I used to think it was always GRIM up north... (though Yorkshire knocked that out of me years ago)...however if you keep going north (till you bump into that wall the Romans built) - Newcastle is ready to blow you away with spectacular sandstone Georgian architecture, fabulously friendly people and a 'shedload' of inspirational places to explore. 

In a couple of weeks I'm off to a county that doesn't exist any more... Avon. The city of Bristol (somewhere I always drive right through and never stop) is in fact the city of bridges, balloons, boats, Brunel and Banksy.  This time I'm stopping! WHO KNEW??? 

Suddenly staycationing seems like great sense! Instead of spending just one fortnight in one far away place - these comparatively localised short breaks every few weeks has made this summer one of the best ever!

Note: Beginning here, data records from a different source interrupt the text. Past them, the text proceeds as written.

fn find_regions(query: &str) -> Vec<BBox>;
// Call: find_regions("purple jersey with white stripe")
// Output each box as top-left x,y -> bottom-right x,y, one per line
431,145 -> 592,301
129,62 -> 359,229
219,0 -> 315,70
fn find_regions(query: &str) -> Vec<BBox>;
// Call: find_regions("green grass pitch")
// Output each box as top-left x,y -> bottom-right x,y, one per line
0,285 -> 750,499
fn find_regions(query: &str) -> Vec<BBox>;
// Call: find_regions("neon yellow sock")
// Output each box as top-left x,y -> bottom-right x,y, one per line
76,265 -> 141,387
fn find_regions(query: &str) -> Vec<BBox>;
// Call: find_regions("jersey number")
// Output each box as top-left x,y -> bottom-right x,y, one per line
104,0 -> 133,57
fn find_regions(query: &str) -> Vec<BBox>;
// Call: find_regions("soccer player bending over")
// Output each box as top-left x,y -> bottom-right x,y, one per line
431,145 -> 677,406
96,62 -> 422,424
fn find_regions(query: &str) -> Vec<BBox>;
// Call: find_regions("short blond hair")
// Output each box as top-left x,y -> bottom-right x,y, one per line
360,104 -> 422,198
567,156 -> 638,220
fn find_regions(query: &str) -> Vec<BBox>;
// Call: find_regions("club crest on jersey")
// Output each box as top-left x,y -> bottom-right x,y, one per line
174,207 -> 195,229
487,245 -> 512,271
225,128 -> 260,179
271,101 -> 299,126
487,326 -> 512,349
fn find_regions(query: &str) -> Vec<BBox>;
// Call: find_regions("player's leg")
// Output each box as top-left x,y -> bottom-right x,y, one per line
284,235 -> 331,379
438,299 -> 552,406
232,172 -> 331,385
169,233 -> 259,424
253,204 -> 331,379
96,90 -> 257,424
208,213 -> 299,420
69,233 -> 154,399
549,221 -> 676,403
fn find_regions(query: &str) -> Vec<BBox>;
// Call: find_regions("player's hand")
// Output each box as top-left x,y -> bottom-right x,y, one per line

And that is the thing about 'dancing at home'. 

Without crossing a single country border, there IS so much to see and do right here. We have a many and varied landscape, we have fascinating regional cultures and challenging regional food! (No need to go to Delhi to get the belly - LOL!!) And I can tell you - as one who has just this moment returned from 'The Toon"  - if you love to hear another language being spoken to give you that "I don't think this is Oz anymore Toto" feeling... we defo have regional dialects that will have you flipping the phrasebook as if you were bordering the Anderman Sea rather than just Whitely Bay! 

'Dancing abroad' defo has its charm, no mistake - I will always adore international travel - but you really get more out of it if you have at least tried to 'dance at home' - I certainly have!
Come on! Give it a go.... stay at home this summer! You just may discover why it is 11,795,000  overseas people came here for their holidays last year.  

I really DO think they are on to something!